Police are allowed to lie to you [0] and it's been a staple of police investigations and interrogations ever since. In reading this article I'm horrified that police were ever allowed to lie to children.
Not exactly. The jury is explicitly allowed to infer that the suspect had a reason to hide something if they rely in court on something that they refused to reveal during interviews.
Is that strictly the case? I thought it was more like "if you remain silent initially that can be used against you if you later try to make statements in your defense"
My understanding is that it's both. If you bring up an alibi during trial, but never mentioned it during interrogation, it is an indication of guilt. If you don't say anything at all during either trial, or interrogation, it is also an indication of guilt.
I'm not sure how much difference it makes in practice. It's the jury that decide. A jury in the US might equally be suspicious of an alibi that the defendant didn't mention until late in the process.
Also, it's not really true that merely remaining silent is taken to be an indication of guilt. The point is that an adverse inference may be drawn from silence in basically the same way that an adverse inference may be drawn from a statement made to police. The prosecution can't just say "the defendant said nothing when questioned and is therefore guilty".
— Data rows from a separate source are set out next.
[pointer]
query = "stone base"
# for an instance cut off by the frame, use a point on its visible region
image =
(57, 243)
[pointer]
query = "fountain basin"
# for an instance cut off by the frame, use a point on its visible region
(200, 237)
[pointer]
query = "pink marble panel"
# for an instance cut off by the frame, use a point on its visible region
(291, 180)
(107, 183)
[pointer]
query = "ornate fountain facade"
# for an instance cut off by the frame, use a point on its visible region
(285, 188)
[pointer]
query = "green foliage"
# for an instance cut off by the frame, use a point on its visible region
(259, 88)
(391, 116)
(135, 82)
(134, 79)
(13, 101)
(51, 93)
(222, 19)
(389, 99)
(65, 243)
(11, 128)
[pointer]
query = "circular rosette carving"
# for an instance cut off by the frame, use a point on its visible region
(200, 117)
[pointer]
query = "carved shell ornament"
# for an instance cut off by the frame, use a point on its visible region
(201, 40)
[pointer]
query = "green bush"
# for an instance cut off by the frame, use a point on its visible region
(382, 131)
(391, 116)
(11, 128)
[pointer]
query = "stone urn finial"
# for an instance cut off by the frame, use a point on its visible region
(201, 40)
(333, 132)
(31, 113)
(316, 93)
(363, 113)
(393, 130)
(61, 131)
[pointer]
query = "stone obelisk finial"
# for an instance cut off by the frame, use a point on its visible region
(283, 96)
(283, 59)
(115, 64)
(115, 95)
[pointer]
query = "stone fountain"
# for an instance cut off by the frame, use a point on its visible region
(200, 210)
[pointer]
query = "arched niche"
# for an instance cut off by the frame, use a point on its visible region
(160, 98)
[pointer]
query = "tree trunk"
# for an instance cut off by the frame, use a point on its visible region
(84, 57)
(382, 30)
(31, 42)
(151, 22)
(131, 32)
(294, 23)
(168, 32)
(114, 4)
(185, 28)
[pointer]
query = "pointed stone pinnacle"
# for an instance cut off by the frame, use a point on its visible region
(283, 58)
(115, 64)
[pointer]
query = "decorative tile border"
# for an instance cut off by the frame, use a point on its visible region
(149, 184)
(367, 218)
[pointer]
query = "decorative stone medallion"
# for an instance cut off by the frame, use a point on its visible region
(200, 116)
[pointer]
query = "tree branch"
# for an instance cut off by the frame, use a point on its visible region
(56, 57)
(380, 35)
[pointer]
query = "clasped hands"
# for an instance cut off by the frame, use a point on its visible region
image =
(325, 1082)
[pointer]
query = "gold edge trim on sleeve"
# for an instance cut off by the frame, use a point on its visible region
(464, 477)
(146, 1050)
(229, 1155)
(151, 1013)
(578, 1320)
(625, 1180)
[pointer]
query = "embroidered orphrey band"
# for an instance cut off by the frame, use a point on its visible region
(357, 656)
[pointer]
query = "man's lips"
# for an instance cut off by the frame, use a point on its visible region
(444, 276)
The jury can, of course, decide to convict a ham sandwich, or to let a blood-on-his-hands killer go, but the instructions given to the jury differ. That difference matters. If it didn't, the US could safely do away with the fifth amendment, and nothing of value would be lost.[1]
The point is that in the US, the prosecutor can't even suggest (well, they can suggest, but an objection will be raised) that the defendant's silence is an indication of guilt.
[1] Anyone who was compelled to testify against themselves would just point out that they did so under duress, and surely, a reasonable jury would throw that testimony out. I certainly would. For some reason though, we don't expect juries to be reasonable on this point.
I'm not seeing the analogy with the Fifth Amendment. The point about the Fifth Amendment is that you can't be punished for refusing to offer self-incriminating testimony (e.g. by being held in contempt of court). So it's not merely protecting you from whatever prejudices the jury might have about someone who refuses to testify. It's preventing you from being punished for the mere act of refusing to testify (whereas you cannot punish someone in the UK merely for refusing to answer police questions – except in a handful of very specific circumstances).
Indeed, yes, prosecutors have more free rein in the UK to suggest to the jury that someone's silence during question is incriminating. I just wonder if this makes much of a difference in practice. Do you know of any examples of cases in Britain where a conviction would most likely not have been obtained if the prosecutors were not permitted to do this?